D’aucun pourront s’étonner de voir un mémoire de science économique débuter par la
citation d’un sociologue. Cette mise en exergue en début d’introduction d’une phrase tirée de
l’œuvre phare de Georg Simmel1 est pourtant bel et bien délibérée. Nous voulons justement
insister sur la nécessité d’une plus grande ouverture d’esprit de la part des économistes. On ne
peut guère, en effet, appréhender – et donc comprendre – la monnaie en adoptant un point de
vue purement et simplement économique. Attention, nous ne remettons pas en cause
l’importance ou le bien-fondé de celui-ci, mais l’étude de la monnaie à travers lui seul
reviendrait à observer le monde en ne tenant compte que d’un unique aspect, en gommant la
complexité inhérente à tous les phénomènes sociaux. Notre travail est bien celui d’un
économiste, mais notre vision de l’économie est d’abord celle d’une science sociale. En ce
sens, les travaux d’auteurs comme Gérard Debreu, s’ils représentent une prouesse
remarquable en termes de modèles mathématiques, ne peuvent que difficilement à notre avis
être considérés comme de l’économie, c’est à dire comme des discours visant à éclairer notre
compréhension du monde social dans lequel nous vivons. Nous considérons par ailleurs que
l’apport de disciplines autres telles l’histoire, l’anthropologie, la sociologie, la philosophie ou
encore la psychologie est non seulement souhaitable mais indispensable2. Certes, chacune de
ces disciplines tient sur la monnaie un discours spécifique. Tous ces discours ne sont pas
toujours conciliables aisément, ils peuvent effectivement ne pas parler de la même chose,
utiliser des concepts difficilement transposables dans d’autres domaines, mais le plus
important est que l’ouverture seule peut rendre possible l’enrichissement mutuel, le progrès
dans la compréhension des relations sociales. Or, c’est justement l’enjeu de toute science
sociale et donc de l’économie que de tenter d’expliquer de telles relations.
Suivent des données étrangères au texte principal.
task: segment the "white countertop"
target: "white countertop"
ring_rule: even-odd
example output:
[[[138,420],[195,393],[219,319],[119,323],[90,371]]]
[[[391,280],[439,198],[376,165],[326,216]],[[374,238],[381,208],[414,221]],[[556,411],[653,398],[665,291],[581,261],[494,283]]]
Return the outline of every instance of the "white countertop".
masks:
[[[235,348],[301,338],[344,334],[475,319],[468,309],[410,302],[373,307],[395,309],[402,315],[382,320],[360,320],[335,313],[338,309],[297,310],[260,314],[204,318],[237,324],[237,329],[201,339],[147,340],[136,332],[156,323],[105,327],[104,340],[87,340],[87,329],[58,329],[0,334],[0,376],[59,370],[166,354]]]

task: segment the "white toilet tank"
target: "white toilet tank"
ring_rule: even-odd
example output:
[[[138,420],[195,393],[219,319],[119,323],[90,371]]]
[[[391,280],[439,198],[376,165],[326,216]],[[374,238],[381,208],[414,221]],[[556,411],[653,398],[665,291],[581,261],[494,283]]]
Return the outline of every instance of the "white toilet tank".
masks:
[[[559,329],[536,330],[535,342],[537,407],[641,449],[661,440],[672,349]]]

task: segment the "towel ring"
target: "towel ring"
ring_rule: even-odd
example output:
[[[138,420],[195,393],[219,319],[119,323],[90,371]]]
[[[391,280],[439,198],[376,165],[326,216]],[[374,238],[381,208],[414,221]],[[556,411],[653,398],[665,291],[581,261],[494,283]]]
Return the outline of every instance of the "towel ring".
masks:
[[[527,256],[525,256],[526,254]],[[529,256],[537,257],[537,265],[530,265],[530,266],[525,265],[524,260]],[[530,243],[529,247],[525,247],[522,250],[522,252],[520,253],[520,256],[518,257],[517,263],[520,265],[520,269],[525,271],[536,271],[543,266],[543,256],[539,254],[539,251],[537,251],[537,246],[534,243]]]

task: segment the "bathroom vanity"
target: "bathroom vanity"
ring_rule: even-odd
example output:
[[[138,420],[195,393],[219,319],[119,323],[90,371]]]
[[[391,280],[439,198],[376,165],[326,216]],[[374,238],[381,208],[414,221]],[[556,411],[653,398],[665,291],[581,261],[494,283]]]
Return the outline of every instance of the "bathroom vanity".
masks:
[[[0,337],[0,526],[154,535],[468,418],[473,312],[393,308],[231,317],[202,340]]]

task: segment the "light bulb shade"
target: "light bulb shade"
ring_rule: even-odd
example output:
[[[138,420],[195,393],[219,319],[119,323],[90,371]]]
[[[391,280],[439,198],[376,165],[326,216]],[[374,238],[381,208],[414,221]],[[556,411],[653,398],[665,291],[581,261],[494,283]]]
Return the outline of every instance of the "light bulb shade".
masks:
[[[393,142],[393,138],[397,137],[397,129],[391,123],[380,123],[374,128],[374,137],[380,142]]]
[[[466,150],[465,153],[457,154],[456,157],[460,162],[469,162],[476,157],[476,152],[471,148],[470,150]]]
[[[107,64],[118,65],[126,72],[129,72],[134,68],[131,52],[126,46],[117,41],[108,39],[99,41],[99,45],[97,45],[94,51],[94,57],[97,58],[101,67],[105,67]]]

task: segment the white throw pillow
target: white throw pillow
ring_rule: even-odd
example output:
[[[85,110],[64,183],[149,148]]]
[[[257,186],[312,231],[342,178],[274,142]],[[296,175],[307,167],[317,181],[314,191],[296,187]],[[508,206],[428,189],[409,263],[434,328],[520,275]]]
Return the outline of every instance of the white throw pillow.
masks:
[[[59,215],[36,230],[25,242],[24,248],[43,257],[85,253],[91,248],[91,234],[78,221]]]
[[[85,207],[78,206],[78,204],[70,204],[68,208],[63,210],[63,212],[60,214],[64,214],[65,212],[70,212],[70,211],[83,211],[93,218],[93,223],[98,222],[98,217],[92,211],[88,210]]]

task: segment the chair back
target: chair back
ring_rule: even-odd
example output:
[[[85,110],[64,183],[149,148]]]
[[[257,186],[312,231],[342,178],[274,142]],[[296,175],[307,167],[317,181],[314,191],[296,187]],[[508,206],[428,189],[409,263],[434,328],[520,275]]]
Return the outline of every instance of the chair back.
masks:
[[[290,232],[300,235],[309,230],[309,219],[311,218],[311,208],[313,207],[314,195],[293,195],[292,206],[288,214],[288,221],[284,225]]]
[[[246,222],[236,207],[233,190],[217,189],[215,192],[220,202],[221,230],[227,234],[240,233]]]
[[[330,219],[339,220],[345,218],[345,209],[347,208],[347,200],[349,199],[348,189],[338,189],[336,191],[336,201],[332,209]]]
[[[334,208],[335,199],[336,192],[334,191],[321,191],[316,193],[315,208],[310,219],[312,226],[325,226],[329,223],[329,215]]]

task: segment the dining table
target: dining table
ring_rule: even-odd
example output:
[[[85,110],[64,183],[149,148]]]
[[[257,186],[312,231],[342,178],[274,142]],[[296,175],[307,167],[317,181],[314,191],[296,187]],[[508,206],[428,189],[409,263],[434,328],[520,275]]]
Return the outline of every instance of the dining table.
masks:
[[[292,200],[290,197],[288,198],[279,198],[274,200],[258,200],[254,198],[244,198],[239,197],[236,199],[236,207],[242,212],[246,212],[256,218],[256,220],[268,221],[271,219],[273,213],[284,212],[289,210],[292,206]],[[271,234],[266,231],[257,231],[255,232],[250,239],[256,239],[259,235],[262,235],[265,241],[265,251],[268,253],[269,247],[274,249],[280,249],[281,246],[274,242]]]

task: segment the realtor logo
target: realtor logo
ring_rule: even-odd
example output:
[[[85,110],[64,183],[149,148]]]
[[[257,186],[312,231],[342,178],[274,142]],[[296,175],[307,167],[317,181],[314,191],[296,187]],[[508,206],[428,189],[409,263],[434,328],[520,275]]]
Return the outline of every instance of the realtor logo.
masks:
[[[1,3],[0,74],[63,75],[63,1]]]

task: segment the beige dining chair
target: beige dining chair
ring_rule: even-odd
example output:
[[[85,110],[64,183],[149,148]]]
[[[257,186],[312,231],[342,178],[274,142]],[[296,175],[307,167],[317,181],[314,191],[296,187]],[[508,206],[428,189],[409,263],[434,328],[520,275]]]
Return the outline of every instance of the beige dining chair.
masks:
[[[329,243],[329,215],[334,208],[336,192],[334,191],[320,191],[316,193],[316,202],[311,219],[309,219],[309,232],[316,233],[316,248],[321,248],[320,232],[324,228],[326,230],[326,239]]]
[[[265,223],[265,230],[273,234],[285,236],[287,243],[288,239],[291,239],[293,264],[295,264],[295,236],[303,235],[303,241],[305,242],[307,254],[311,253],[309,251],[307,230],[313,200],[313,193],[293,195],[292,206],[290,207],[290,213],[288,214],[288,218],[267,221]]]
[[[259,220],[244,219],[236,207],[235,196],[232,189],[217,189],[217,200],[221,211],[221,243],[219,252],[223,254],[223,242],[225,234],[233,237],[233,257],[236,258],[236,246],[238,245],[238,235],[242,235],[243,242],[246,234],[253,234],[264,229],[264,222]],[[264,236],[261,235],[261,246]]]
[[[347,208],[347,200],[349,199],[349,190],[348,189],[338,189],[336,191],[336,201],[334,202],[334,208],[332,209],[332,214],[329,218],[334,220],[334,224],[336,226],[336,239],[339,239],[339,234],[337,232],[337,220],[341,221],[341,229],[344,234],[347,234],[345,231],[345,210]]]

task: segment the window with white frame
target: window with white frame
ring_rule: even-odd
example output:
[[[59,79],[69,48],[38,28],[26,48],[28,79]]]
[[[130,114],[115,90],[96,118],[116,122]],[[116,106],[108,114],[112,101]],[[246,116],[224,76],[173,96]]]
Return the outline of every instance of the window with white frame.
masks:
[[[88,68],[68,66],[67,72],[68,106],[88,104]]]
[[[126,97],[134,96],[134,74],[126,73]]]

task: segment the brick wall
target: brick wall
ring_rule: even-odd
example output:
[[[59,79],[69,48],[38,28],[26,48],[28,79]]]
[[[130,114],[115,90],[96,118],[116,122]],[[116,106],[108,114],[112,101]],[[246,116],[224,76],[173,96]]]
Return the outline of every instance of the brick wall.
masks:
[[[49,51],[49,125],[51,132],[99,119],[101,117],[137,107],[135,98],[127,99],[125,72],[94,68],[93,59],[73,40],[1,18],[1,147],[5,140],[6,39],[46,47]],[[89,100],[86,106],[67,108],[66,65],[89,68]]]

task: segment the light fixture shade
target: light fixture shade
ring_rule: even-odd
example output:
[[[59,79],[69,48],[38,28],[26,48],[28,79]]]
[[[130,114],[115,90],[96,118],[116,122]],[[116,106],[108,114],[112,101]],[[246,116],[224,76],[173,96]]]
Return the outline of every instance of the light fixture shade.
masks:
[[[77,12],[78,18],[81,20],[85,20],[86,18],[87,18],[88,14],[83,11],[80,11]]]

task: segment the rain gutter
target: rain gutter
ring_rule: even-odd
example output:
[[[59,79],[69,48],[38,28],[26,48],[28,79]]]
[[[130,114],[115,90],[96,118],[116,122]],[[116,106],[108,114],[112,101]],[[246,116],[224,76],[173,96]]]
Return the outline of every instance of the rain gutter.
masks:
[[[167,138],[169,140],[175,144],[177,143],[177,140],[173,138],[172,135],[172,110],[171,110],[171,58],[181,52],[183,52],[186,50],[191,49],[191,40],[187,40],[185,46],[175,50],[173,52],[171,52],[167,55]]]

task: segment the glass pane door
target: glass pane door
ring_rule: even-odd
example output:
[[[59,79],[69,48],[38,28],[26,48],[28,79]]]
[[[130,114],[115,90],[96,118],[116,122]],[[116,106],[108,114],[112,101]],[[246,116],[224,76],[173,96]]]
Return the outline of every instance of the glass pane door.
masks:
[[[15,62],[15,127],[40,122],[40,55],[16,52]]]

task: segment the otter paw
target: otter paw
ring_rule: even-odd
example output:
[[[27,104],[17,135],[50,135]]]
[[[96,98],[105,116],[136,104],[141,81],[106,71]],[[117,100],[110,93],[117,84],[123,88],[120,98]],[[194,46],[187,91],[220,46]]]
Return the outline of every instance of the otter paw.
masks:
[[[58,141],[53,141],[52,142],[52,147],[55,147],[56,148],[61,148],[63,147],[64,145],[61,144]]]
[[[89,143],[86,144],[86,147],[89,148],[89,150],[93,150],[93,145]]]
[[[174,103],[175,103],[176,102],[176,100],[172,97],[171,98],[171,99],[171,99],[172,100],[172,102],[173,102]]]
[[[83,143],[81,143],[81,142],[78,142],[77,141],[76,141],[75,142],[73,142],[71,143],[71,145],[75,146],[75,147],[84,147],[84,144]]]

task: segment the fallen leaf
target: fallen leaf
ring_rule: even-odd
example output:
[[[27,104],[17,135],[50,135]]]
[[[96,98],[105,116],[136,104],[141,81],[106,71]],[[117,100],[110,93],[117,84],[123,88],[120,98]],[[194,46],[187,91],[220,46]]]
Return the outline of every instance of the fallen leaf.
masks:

L’argent, nous dit donc Simmel, exerce de puissants effets simplement « par l’espoir et
la crainte, le désir et le souci qui s’attachent à lui ». Simple expression du bon sens commun
penseront certains. L’argent a toujours été soit sanctifié, soit blâmé ou parfois même les deux
à la fois ; il ne laisse en tout cas personne indifférent. Il est d’ailleurs très souvent assimilé au
capitalisme, vecteur majeur selon certains des inégalités des sociétés modernes. Le supprimer
peut alors sembler un objectif valable, légitime. Emile Zola, dans son roman L’argent, nous
fournit une illustration intéressante de ce phénomène. Un socialiste utopiste, Sigismond,
déclare ainsi : « Il faut le détruire, cet argent qui masque et favorise l’exploitation du
travailleur, qui permet de le voler en réduisant son salaire à la plus petite somme dont il a
1 G. Simmel, Philosophie de l’argent (1900), trad. fr., Paris, PUF, Quadrige, 1999.